Rupiah Ambles Tembus Rp 17.800 per Dolar AS 27 Mei 2026
Foto: Ilustrasi Rupiah Ambles Tembus Rp 17.800 per Dolar AS 27 Mei 2026.

Nilai tukar rupiah terpantau jatuh dalam terhadap dolar Amerika Serikat (AS) pada perdagangan Rabu, 27 Mei 2026. Pelemahan ini mendorong mata uang garuda menembus level Rp 17.800 per dolar AS.

Berdasarkan data Bloomberg pada pukul 09.05 WIB di pasar spot exchange, nilai mata uang rupiah dibuka merosot sebesar 37,50 poin atau 0,21 persen ke level tersebut. Di sisi lain, indeks dolar AS terlihat mengalami penurunan tipis sebesar 0,03 persen ke level 99.136.

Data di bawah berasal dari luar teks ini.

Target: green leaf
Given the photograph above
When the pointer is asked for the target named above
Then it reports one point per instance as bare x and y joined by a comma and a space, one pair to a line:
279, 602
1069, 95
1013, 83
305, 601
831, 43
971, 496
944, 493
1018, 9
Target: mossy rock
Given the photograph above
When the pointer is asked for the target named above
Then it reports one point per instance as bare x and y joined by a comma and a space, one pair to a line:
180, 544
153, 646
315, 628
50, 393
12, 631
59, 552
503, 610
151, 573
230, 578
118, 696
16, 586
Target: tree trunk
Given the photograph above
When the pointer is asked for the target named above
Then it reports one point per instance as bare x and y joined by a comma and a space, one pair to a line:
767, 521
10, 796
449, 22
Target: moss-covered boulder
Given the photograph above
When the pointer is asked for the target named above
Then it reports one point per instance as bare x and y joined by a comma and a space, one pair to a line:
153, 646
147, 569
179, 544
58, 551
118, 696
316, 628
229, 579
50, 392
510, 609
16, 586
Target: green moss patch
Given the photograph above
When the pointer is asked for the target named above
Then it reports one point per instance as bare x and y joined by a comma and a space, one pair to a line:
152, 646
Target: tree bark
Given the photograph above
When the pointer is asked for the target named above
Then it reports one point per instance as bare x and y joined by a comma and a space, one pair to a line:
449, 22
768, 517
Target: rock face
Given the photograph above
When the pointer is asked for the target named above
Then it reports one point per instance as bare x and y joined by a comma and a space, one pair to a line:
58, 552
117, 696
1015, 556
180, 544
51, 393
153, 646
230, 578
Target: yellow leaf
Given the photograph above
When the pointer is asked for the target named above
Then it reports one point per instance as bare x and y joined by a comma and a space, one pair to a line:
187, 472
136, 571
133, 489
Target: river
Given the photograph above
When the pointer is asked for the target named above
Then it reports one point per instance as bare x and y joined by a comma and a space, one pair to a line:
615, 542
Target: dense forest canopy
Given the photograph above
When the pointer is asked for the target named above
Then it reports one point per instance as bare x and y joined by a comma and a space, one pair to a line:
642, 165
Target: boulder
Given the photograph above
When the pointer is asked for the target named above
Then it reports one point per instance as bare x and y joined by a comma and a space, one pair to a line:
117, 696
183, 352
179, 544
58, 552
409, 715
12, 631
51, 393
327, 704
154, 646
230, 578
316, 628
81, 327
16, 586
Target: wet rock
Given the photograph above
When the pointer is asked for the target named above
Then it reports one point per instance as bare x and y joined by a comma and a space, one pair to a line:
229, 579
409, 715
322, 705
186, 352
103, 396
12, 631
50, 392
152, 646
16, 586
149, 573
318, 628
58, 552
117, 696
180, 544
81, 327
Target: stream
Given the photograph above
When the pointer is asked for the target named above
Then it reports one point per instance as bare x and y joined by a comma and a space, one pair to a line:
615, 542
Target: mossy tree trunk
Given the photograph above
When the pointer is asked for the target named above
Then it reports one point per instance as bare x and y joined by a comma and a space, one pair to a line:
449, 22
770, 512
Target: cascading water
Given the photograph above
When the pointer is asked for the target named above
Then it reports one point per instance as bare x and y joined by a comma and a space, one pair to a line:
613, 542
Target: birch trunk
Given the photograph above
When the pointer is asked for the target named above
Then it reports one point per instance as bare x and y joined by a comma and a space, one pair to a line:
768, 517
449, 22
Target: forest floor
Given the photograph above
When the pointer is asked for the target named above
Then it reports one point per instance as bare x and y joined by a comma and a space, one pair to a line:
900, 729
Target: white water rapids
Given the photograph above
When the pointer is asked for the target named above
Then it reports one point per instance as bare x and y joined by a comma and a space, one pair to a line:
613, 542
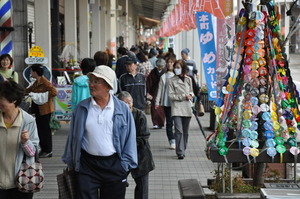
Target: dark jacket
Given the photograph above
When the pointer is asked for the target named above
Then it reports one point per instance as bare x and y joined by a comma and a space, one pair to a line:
136, 86
120, 66
145, 160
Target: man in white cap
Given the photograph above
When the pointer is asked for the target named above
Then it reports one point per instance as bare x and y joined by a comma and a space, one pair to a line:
101, 145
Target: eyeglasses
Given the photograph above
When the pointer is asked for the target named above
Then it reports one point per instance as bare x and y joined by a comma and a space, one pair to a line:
94, 81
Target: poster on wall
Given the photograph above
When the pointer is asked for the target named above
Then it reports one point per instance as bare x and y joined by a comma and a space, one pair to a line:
63, 103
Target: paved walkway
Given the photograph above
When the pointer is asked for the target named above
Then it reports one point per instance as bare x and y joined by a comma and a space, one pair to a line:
163, 181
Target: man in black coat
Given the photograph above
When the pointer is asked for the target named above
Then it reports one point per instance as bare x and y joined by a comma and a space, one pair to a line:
145, 160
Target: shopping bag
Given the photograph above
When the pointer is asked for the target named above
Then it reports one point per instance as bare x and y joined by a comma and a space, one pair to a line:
66, 182
199, 107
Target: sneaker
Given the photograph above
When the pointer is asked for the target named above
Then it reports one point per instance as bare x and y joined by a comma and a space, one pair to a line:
173, 146
156, 127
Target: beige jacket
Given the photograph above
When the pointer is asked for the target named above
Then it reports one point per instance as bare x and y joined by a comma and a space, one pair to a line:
43, 86
178, 90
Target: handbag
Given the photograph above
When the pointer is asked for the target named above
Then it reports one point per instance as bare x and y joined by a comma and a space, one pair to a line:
54, 123
66, 182
30, 178
200, 108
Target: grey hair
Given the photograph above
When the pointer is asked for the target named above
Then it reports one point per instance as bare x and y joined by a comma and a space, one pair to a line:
161, 62
123, 95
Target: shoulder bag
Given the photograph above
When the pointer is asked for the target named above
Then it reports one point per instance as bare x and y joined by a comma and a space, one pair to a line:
30, 178
66, 182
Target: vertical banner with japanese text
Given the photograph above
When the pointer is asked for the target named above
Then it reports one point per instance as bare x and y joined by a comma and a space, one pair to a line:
208, 51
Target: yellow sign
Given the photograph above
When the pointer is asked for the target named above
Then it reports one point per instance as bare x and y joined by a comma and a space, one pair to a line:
36, 51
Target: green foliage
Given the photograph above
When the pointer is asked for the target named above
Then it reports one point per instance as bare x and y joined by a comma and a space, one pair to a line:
272, 174
238, 184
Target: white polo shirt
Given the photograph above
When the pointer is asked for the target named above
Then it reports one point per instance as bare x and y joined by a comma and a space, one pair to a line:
98, 137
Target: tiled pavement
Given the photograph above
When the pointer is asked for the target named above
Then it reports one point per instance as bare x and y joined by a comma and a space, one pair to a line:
163, 181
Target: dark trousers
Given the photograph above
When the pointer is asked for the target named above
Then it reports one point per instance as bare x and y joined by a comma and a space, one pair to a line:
141, 190
14, 194
181, 133
101, 173
169, 123
44, 131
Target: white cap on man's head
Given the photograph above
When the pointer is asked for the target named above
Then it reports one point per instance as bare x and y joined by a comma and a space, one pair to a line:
106, 73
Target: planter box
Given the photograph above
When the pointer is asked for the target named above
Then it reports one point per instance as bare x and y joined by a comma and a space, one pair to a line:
236, 155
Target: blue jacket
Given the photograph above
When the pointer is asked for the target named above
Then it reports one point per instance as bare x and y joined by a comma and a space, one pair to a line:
124, 135
80, 90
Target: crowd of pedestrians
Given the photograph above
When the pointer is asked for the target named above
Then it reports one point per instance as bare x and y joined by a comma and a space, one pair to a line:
108, 137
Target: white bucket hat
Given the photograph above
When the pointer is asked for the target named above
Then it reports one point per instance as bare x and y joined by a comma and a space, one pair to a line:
105, 73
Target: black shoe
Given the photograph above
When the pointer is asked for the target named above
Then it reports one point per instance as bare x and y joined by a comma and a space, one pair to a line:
46, 155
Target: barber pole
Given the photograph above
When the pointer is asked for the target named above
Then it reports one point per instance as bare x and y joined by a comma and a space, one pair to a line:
5, 27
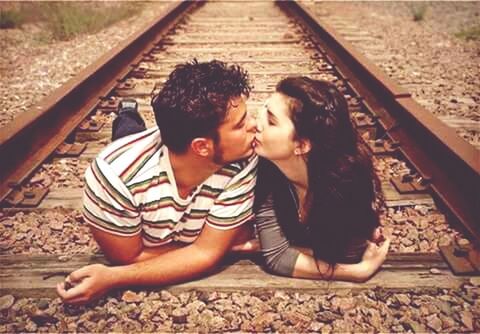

Dikutip dari Investor Daily, pergerakan rupiah ambles saat mata uang yen Jepang berfluktuasi mendekati level terendah pada bulan Mei. Kondisi yen tersebut mendekati level yang memicu intervensi dalam beberapa pekan terakhir karena para pedagang mempertimbangkan risiko munculnya kembali konflik di Iran.

PT Barito Renewables Energy Tbk (BREN) dinilai memiliki prospek solid yang sejalan dengan agenda transisi energi. Saham BREN yang baru saja keluar dari indeks MSCI Global Standard dianggap masih berpeluang menguat menuju target harga tinggi.

Riset Henan Putihrai Sekuritas (HPS) menunjukkan bahwa BREN mempunyai aset berkualitas yang ditopang oleh kontrak jangka panjang dengan PT Perusahaan Listrik Negara (PLN). Kerja sama ini diproyeksikan akan menopang pertumbuhan kuat laba bersih perseroan dalam beberapa tahun ke depan.

HPS menyematkan rekomendasi buy untuk saham BREN dengan target harga yang mencerminkan potensi kenaikan sebesar 63 persen, merujuk pada harga saat riset dibuat. Dalam periode setahun terakhir, saham BREN bergerak di rentang Rp 2.380 sampai Rp 10.725, sedangkan harga terakhir berada di posisi Rp 2.640.

Perkembangan Harga Emas Perhiasan dan Global

Harga emas perhiasan terpantau kompak bertahan di Raja Emas Indonesia, Hartadinata Abadi (HRTA), dan Laku Emas pada Rabu pagi, 27 Mei 2026. Calon pembeli maupun investor emas perhiasan disarankan terus memantau pergerakan harga yang dinamis ini demi mengambil keputusan terbaik saat membeli atau menjual.

Sementara itu, harga emas dunia rontok lebih dari 1 persen pada perdagangan Selasa, 26 Mei 2026. Komoditas ini tertekan oleh ekspektasi kenaikan suku bunga The Fed setelah serangan militer terbaru Amerika Serikat ke Iran kembali memicu kekhawatiran inflasi global.

Analis pasar American Gold Exchange, Jim Wyckoff menyatakan bahwa pasar obligasi mulai memperkirakan langkah kebijakan bank sentral AS selanjutnya.

"Pasar obligasi mulai memperkirakan langkah The Fed berikutnya justru berupa kenaikan suku bunga." kata Jim Wyckoff.

Tekanan terhadap emas domestik dan global semakin besar setelah Kevin Warsh resmi dilantik menjadi Ketua The Fed pada Jumat, 22 Mei 2026. Pelaku pasar saat ini semakin yakin bahwa bank sentral AS tersebut akan kembali memperketat kebijakan moneter mereka.